The ABSTAIN category is designed for situations where the system does not have enough information to make a sufficiently reliable determination. This can occur when submitted text is too short or falls outside the range for which the detection model has been calibrated, rather than forcing the system to return an uncertain prediction. In those cases, OrcaVerify provides a machine-readable explanation indicating why a definitive classification was not produced.

Paragraph-Level Detection

One of the platform's key capabilities is paragraph-level analysis, which is intended for documents combining human-written material with AI-generated or AI-assisted sections. Instead of treating an entire document as having a single origin, OrcaVerify can highlight individual paragraphs that appear more likely to contain AI-generated text. OrcaRouter positions the capability as useful for reviewing submitted manuscripts, checking marketplace reviews and registration data, and identifying specific sections of longer documents that may require further examination.

Growing Demand for AI Content Verification

The launch comes as AI-generated writing is increasingly appearing across professional, academic, commercial, and online environments, complicating traditional approaches to content verification. Manual review can become difficult when AI-generated passages are edited by humans or blended with independently written material, particularly when organizations process large volumes of submissions. Text detection systems are consequently being developed as screening tools that can help reviewers determine which content may warrant additional scrutiny rather than relying entirely on manual assessment.

OpenAI-Compatible Integration

OrcaRouter has designed OrcaVerify Text 1.0 to work through an API structure compatible with OpenAI's Chat Completions format, allowing developers to use existing client implementations with limited changes. Users can configure OrcaRouter as the API base, select the OrcaVerify Text 1.0 model, and place the text being analyzed in the final user message before receiving a structured response. The service supports both the chat completions and responses endpoints, reducing the need for developers already working with OpenAI-compatible systems to adopt a separate software development kit.

Pricing and Accessibility

OrcaVerify Text 1.0 is priced at $2 per one million input tokens, positioning the service for applications that may require analysis of large volumes of text. The multilingual support also broadens its potential use across organizations processing content in major Asian and international markets rather than focusing exclusively on English-language material. By combining probability estimates, explicit thresholds, paragraph-level identification, and an option to withhold uncertain judgments, OrcaRouter is emphasizing structured results that can be incorporated into automated review workflows.

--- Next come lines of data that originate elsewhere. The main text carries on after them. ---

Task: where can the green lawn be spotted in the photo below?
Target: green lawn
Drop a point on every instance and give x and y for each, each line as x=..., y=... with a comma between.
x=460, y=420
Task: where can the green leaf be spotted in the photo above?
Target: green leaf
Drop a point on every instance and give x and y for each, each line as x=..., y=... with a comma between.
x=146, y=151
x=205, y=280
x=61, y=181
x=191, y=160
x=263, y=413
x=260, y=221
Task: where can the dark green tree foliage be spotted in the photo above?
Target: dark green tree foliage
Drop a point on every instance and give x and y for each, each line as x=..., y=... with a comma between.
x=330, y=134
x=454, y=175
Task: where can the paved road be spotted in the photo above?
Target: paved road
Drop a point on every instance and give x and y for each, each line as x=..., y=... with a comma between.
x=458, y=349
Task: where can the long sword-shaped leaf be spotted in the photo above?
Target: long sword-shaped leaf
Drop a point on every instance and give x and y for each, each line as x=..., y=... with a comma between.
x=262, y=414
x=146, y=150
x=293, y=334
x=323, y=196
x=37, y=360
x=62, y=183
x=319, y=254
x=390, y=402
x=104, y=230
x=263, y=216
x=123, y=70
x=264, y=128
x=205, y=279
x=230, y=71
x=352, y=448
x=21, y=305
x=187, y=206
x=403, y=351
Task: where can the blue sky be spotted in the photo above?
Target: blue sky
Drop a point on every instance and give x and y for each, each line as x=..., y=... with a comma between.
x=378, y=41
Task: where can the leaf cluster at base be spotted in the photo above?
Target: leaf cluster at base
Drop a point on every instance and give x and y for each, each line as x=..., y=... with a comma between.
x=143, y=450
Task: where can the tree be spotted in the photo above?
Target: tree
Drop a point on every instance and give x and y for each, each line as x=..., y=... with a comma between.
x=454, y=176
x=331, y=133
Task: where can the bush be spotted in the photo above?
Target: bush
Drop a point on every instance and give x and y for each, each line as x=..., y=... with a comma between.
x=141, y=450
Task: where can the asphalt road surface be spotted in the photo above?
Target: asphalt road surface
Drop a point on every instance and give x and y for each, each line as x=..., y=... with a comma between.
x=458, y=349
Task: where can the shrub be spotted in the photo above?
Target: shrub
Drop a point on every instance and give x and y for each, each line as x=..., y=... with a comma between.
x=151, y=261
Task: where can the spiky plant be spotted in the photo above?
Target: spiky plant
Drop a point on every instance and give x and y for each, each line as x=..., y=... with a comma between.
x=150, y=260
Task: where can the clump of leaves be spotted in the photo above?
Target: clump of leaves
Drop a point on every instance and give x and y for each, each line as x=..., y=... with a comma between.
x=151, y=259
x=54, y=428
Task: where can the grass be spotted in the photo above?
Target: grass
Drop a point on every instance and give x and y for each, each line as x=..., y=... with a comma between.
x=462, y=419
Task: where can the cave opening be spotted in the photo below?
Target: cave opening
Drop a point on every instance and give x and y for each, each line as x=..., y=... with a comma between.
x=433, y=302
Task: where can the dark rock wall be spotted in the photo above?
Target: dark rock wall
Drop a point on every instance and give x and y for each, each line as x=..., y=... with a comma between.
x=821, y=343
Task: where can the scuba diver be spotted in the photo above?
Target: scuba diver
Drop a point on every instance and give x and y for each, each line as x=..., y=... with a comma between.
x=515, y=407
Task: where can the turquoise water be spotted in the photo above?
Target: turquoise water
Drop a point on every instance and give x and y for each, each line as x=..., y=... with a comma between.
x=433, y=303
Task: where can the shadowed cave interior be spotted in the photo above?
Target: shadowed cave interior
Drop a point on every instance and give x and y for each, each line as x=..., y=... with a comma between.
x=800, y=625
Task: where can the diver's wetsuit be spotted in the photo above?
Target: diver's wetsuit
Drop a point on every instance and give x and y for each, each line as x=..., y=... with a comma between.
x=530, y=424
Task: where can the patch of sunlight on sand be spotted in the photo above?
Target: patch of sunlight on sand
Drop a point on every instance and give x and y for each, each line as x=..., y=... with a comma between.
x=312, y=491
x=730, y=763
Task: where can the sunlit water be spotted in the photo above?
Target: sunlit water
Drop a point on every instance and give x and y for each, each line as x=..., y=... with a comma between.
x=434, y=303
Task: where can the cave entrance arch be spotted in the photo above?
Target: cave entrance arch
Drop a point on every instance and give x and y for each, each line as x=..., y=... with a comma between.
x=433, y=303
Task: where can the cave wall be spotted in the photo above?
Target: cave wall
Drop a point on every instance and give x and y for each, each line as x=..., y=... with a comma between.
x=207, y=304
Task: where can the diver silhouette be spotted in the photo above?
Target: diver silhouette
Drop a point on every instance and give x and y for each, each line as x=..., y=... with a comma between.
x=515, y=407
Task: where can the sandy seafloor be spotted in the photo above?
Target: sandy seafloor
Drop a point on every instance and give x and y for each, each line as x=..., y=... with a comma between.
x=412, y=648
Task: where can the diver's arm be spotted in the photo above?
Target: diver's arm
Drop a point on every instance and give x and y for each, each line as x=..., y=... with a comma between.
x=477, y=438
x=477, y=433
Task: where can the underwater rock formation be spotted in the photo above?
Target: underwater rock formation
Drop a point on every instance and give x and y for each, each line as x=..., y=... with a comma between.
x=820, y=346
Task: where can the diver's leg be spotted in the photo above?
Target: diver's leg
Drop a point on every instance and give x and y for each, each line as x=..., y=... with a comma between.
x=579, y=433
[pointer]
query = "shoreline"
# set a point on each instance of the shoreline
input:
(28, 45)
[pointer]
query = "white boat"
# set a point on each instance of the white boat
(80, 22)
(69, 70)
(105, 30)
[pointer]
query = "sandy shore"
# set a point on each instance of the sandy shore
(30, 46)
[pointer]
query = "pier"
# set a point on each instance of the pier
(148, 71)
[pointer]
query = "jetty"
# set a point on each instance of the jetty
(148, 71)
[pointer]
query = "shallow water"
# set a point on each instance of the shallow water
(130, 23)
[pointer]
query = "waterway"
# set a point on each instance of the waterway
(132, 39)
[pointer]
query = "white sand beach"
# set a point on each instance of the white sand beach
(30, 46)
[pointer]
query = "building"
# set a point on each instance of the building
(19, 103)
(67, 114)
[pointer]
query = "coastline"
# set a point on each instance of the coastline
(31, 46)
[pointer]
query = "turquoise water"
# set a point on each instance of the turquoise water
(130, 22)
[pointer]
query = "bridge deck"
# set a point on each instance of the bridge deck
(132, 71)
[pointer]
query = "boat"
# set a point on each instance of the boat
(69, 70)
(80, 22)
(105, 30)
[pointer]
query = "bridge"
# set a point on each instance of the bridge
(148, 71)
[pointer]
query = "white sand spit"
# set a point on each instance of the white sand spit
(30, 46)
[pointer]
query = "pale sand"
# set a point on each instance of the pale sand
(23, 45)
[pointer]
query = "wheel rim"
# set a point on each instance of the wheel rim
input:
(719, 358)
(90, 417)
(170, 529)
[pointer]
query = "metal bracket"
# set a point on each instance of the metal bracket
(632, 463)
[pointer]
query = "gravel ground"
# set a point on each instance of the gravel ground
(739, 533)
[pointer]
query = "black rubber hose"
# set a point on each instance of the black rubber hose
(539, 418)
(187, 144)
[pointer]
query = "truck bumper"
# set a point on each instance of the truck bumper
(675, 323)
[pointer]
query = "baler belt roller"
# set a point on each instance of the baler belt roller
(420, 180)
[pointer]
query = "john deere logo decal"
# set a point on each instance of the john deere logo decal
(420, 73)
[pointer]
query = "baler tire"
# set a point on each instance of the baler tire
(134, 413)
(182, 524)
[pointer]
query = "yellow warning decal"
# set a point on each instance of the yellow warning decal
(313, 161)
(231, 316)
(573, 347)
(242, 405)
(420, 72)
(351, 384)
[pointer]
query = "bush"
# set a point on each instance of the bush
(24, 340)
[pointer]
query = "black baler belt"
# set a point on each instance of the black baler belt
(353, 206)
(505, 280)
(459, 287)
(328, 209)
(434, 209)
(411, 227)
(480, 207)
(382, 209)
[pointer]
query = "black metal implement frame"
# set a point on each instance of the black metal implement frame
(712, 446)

OrcaRouter's launch of OrcaVerify Text 1.0 reflects growing demand for tools capable of assessing content as AI-generated writing becomes increasingly integrated into everyday digital communication. Its four-category classification system and paragraph-level detection are designed to provide users with more detailed information while avoiding definitive judgments when available evidence is insufficient. With multilingual support and OpenAI-compatible API integration, the company is positioning the service as a scalable verification layer for platforms and organizations that need to examine large quantities of submitted text.